Avoid the Passive Voice

Brad De Long delong at econ.Berkeley.EDU
Tue Oct 6 07:30:41 PDT 1998



>
>Since Chomsky has written extensively about these topics it should be easy to
>find a reference to support the ad hominen attacks shown in the first
>paragraph
>and below. This was not done.
>

Avoid the passive voice. It makes for weak prose, and fuzzy thought.

Noam Chomsky is old enough to know that in the context of 1945-1955 the economic benefits from a program to stimulate exports and create a higher-pressure economy were a bit more equally distributed than the then-current distribution of income, and were much more equally distributed than the post-1945 tax burden.
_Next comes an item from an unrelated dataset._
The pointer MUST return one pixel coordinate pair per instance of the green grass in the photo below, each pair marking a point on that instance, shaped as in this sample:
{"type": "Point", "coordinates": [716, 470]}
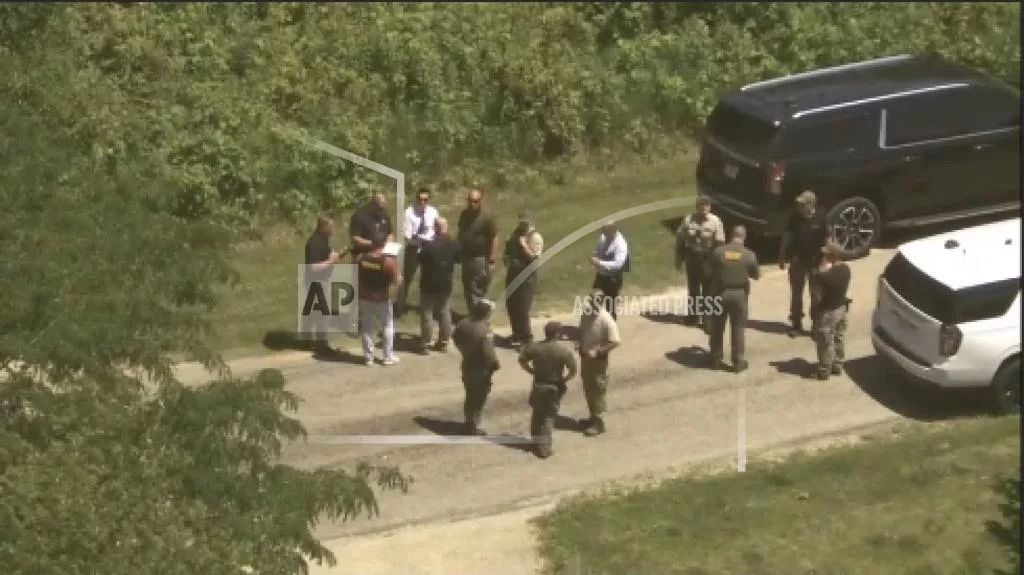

He knows as well as I do that a program to use tax money to boost exports--the Marshall Plan, in its domestic-impact facet--was not an inequality-increasing transfer of wealth away from hard-working American taxpayers.

And Noam Chomsky knows as well as I do the first obligation of every participant in any speech situation: to do your best to raise the level of the debate--not to create false consciousness.

The use of political debate as an opportunity to create false consciousness... The opposing of hard-working "taxpayers" to sinister parasites... The invocation of nationalism... The condemnation of social democracy as a mask for plutocratic interests, coupled with a certain... fuzziness... as to what the alternative set of economic arrangements is.

You can call this political complexion whatever you want. You can even ignore that it exists. But it *is* a kissing cousin to Action Francaise, Benito Mussolini, Francisco Franco, and the National Socialist German Workers' Party. It isn't full-blown fascism. But it is proto- or pseudo-fascism.

I don't have to bury my head in the sand and pretend that we aren't hearing more of it from *all* directions on the political spectrum.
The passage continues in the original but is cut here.